Die Wissenschafter um Jose Guzman und Peter Jonas vom Institut of Science and Technology (IST) Austria in Klosterneuburg haben dafür ein Areal im Hippocampus untersucht, das für das Lernen und Erinnern wichtig ist. Dort werden die Inhalte aber nicht als ganzes Bild abgespeichert, sondern in Einzelteilen, erklärte Guzman.

"Zum Abrufen müssen jeweils nur ein paar Nervenzellen stimuliert werden, und durch die offensichtlich guten Verbindungen mit den anderen Zellen wird das Muster vervollständigt und die ganze Erinnerung kommt zurück", sagte er.

"Ein Prozent der Zellen sind direkt miteinander verbunden"

Bisher war aber nicht bekannt, wie dicht diese Gehirnzellen miteinander vernetzt sind. Nur zu einem Bruchteil, wie die Forscher herausfanden. "Gerade einmal ein Prozent der Zellen sind direkt miteinander verbunden", so Guzman.

Weltweit ist auch nicht jeder Mensch mit jedem Beliebigen bekannt, und man kann nicht von jedem Flughafen jeden anderen auf der Welt anfliegen. Aber über wenige Zwischenstationen kennt jeder jeden und Reisende gelangen mit ein paarmal Umsteigen von jedem Provinzflughafen in der Mongolei zu einem solchen in Österreich.
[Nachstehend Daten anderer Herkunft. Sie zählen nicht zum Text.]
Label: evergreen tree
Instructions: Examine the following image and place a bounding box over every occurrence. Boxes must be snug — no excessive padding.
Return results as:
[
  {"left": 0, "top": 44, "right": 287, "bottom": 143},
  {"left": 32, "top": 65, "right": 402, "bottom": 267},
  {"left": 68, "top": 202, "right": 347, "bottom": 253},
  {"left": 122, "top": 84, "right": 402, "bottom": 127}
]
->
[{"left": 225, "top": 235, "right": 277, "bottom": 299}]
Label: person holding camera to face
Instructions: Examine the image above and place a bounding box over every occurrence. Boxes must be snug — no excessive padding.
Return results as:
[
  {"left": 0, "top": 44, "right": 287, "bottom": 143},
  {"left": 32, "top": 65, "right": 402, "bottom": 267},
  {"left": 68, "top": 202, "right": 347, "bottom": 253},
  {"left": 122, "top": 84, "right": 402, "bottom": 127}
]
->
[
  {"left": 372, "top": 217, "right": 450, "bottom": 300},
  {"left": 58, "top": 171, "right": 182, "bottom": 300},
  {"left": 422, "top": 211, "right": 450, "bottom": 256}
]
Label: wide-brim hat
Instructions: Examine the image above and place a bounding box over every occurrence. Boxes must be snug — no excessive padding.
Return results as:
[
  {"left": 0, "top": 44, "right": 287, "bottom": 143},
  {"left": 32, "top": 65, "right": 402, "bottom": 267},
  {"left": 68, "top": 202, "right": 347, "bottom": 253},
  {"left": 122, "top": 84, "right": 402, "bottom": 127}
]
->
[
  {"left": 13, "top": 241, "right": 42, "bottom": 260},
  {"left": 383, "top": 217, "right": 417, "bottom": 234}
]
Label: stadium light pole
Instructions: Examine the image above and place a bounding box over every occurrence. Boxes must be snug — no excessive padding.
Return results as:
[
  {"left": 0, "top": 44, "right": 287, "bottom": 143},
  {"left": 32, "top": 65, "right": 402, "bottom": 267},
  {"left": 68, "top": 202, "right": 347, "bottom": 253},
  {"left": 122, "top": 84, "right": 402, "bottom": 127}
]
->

Diese Kuriosität nennt man "Kleine-Welt-Phänomen" oder "Kleine-Welt-Netzwerk".

Genau nach diesem Muster sind auch die Nervenzellen in jenem Hippocampus-Areal vernetzt, erklärte Guzman. Lauter direkte Verbindungen wären auf dem begrenzten Platz wohl gar nicht möglich, doch so sind die Lernzellen sehr effizient miteinander verbunden.

"Dieses Ergebnis ist nicht nur wissenschaftlich interessant, sondern Computerwissenschafter können sich vielleicht auch etwas von unseren Gehirnzellen für ihre Netzwerke abschauen", meint der Forscher.